Par politesse, chacun lui demande des nouvelles de son père, et lui transmet sa compassion. JungKook répond parfois avec le sourire, mais le plus souvent, il se contente de demander s'ils veulent quelque chose en plus des pommes ou des cerises. Quelques fois, une vieille femme tapote son bras d'un geste tendre, et lui sourit de son visage ridé. A cet instant là, imperceptiblement, sa tristesse transparaît, et il apparaît alors seul, résigné, et las. Mais avant que quiconque ne puisse le voir, il remercie ses clients de sa voix grave et les congédie rapidement.

Viennent à neuf heures ceux qui déambulent sans raison précise, qui cherchent de temps en temps quelques bijoux bas de gamme ou des saveurs locales. Ceux-ci sont moindres, car la région n'est pas très touristique et que les badauds se concentrent dans les grandes villes.

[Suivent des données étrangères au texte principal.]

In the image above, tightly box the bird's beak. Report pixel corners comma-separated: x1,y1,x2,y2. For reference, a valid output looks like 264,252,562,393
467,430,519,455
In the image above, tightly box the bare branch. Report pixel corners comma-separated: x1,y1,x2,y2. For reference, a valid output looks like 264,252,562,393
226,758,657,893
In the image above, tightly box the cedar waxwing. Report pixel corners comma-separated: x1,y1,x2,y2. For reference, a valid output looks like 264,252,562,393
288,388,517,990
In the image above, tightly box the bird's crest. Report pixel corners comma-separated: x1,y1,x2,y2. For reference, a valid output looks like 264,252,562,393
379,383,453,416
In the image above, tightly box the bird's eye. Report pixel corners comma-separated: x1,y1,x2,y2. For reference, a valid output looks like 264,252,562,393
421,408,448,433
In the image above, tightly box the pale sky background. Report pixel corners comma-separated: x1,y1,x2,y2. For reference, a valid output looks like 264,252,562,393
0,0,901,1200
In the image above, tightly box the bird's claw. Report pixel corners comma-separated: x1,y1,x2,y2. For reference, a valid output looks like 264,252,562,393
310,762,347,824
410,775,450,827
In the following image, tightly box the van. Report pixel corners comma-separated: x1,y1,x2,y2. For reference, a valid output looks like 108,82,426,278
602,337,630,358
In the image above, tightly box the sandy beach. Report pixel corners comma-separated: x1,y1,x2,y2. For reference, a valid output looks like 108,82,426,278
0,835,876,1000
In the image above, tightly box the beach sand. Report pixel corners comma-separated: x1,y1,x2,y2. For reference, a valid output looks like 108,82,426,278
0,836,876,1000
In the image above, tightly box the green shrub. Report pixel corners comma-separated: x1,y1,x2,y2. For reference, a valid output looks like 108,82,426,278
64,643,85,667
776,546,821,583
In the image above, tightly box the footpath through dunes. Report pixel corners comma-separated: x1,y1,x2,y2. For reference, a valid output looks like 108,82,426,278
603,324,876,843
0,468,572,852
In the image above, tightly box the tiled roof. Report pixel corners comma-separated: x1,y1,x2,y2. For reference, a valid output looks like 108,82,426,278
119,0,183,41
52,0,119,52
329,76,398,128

Cependant, ce jour-là, l'exclamation bruyante des anciens s'est tue pour laisser planer un silence lourd, seulement entrecoupé de petites conversations à mi-voix, comme si les gens avaient peur d'être entendus. L'ambiance est tendue, stressée, suspicieuse. En servant une cagette de pommes à un ancien du village, JungKook lui demande, en chuchotant, ce qu'il se passe.

- Il y a eu un nouveau meurtre, t'as pas entendu ?

L'agriculteur secoue la tête, fronce les sourcils. L'autre continue, en jetant des regards anxieux autour de lui.

-C'est le gérant du restaurant qu'il l'a trouvé. Une petite fille. Dans la forêt, qu'ils ont dit. Deux meurtres, en à peine un mois. Mais tu sais, le plus étrange, c'est qu'elle était comme l'autre, là, celui de chez toi. Le corps déchiré, à moitié bouffé.

JungKook retient un frisson. Les images de la peau décomposée de la victime au milieu des arbres, ses os explosés et son visage lacéré lui parviennent d'une force telle que ses mains tremblent. Il inspire, sans que l'autre ne s'arrête.

- C'était la cadette du frère ainé des bouchers, celui qui a épousé une fille de la capitale. Personne ne sait pourquoi elle était dans la forêt, aussi tard dans la nuit. Elle avait quoi, sept ou huit ans, la gamine. Les parents ne sont pas sortis depuis que les inspecteurs sont passés chez eux. Je le sais, ma maison est en face de la leur, alors j'ai jeté un œil. C'est inquiétant, cette histoire. La presse locale est déchainée. Ils parlent déjà d'un nouveau serial killer. Moi, je sais pas. Je suis pas expert, mais ça me parait louche. Puis ça me plait pas, tous ces gens qui se regardent comme si l'autre était fou.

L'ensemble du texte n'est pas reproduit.